Il nous est d'abord demandé un report des réformes : divorce, injonction de payer, justice pénale des mineurs. Je n'ai pas d'opposition, mais je vous propose que nous nous adressions à Mme la garde des sceaux pour que la justice pénale des mineurs fasse l'objet d'un débat parlementaire. Le délai supplémentaire qui nous est imposé par les circonstances doit nécessairement être mis à profit pour améliorer cette réforme.

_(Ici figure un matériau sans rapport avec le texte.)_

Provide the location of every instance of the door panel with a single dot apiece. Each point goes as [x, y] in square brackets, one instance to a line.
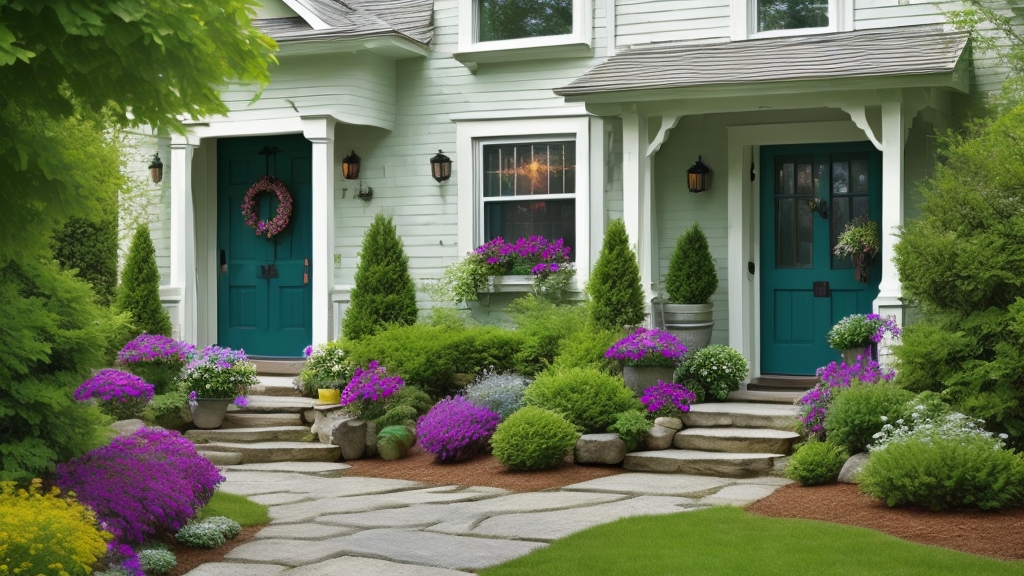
[262, 313]
[797, 243]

La deuxième mesure qui nous est demandée est la réorientation des procédures pénales. Depuis deux mois, seule l'urgence pénale a été traitée. Les dossiers de police et de correctionnelle se sont entassés. Pourtant, certains étaient aussi urgents. On nous propose une espèce de jeu de chaises musicales judiciaire en déplaçant les dossiers qui ont déjà reçu une date d'audience ultérieure pour pouvoir gérer les urgences qui n'ont pas pu être traitées dans la période récente, au besoin avec des mesures de traitement alternatives. C'est ce que l'on appelle un réaudiencement général des dossiers. Je n'ai pas d'opposition de principe, mais j'aurai quelques précisions à apporter.
Enfin, il nous est demandé d'accorder un traitement particulier à la justice criminelle. Bien sûr, s'agissant d'affaires relevant des cours d'assises, aucune réorientation des poursuites n'est possible. Néanmoins, le Gouvernement nous demande un certain nombre d'ajustements, qui n'en sont d'ailleurs pas toujours.
D'abord, il faudra tenir compte des difficultés de composition des jurys à cause des indisponibilités de jurés touchés par le Covid-19 - j'en suis d'accord. Ensuite, la réorientation au sein des cours d'assises me paraît aussi acceptable. Enfin, nous discuterons de la généralisation, pas totale, mais assez importante, de l'expérimentation des cours criminelles, composées de cinq magistrats professionnels, et censées remplacer les jurys populaires. Vous le savez, c'est une innovation assez importante au regard de nos principes en matière de justice criminelle. Cette expérimentation était prévue dans dix cours criminelles, pour des crimes passibles de quinze à vingt ans de réclusion, une évaluation étant prévue dans trois ans. Ces cours criminelles ont commencé à travailler ; elles sont désormais au nombre de neuf. Mais nous ne disposons d'aucune évaluation objective. Pour autant, il nous est demandé d'étendre ces cours criminelles en les faisant passer à trente, et ce pour apurer le stock d'affaires. Nous devons avoir une discussion approfondie à ce sujet. Nous ne pouvons pas sacrifier nos principes au nom de l'efficacité en cette matière.